Met Bobbie naast me begin ik in het AA boek maar al snel dwalen mijn gedachten af naar de strips van Kuifje en kapitein Haddock, zijn metgezel in een groot aantal verhalen. Haddock worstelt in deze strips net als ik met een alcoholprobleem wat bij hem legendarische scheldkanonnades, krachttermen en driftbuien oplevert. Er is zelfs een hele index van te vinden op het Internet. Jaren geleden heb ik contact gehad met de erven van de tekenaar van deze verhalen, Hergé. Ik heb hen gevraagd of ik een tekening met Bianca Castafiore zou mogen gebruiken voor het etiket van de huiswijn in het theater waar ik werkte. Castafiore is de operazangeres in een van de latere delen van deze strip. Zij wezen dit toen af, met als uitleg de levenslange worsteling zelf van de tekenaar met alcohol en depressies.
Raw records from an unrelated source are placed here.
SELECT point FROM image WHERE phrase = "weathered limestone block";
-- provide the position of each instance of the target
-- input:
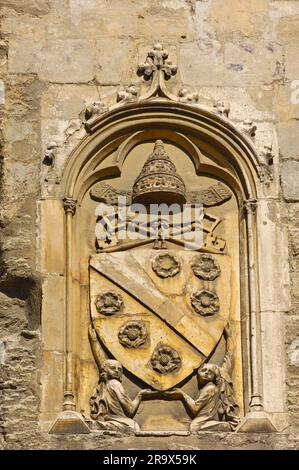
(52, 382)
(289, 180)
(288, 145)
(51, 260)
(116, 61)
(201, 66)
(30, 7)
(53, 313)
(254, 62)
(291, 61)
(294, 233)
(272, 329)
(295, 284)
(245, 17)
(273, 265)
(66, 101)
(43, 57)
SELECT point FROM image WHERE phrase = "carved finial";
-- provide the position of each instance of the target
(248, 127)
(186, 97)
(266, 165)
(157, 59)
(49, 157)
(127, 95)
(69, 205)
(250, 205)
(222, 108)
(157, 68)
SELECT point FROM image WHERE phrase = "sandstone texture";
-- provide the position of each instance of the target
(57, 56)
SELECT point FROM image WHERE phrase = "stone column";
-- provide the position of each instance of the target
(69, 421)
(256, 420)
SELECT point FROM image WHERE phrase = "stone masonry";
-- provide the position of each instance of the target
(56, 56)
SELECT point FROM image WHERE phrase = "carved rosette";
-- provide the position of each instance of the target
(109, 303)
(166, 265)
(69, 205)
(205, 267)
(165, 360)
(205, 302)
(132, 334)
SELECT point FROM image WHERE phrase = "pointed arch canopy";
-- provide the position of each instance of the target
(160, 118)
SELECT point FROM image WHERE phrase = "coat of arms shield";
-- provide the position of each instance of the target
(160, 313)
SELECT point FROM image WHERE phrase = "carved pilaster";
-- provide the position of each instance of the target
(69, 205)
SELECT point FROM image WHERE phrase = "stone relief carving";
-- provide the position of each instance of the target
(109, 303)
(209, 197)
(266, 165)
(250, 205)
(159, 179)
(166, 265)
(205, 302)
(133, 334)
(158, 182)
(128, 94)
(222, 108)
(215, 407)
(249, 128)
(187, 97)
(50, 153)
(111, 408)
(212, 196)
(165, 360)
(157, 59)
(205, 267)
(93, 110)
(69, 205)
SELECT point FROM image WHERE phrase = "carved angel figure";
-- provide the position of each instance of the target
(215, 408)
(111, 407)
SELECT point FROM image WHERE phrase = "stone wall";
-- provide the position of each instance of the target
(56, 55)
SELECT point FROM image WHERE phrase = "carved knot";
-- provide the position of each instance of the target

Haddock was, zo begreep ik, eigenlijk een soort alter ego van tekenaar geweest. Ik was toen teleurgesteld maar begrijp nu met terugwerkende kracht het drama voor zijn familie. In één van de latere verhalen wordt Haddock allergisch voor alcohol, een duidelijke verwijzing naar het gebruik van refusal of antabus. Dit is middel dat ervoor zorgt dat je ziek wordt op het moment dat je toch gaat drinken. Antabus lijkt zo een ideale remedie, maar alle onderzoeken wijzen uit dat het een lapmiddel is wat slechts korte tijd soelaas biedt. Het is een negatieve stimulus, je krijgt straf als je drinkt. Het is ook nog eens slecht voor je lichaam, je wordt ziek, maar daar was je al aan gewend geraakt. Een geoefende alcoholist drinkt er na een tijdje doorheen, de ander stopt gewoon met het slikken van de pillen en begint weer met drinken. Toch lijkt het me fijn, zo’n “Quick fix”, een snelle oplossing, een medicijn dat me van mijn probleem af kan helpen.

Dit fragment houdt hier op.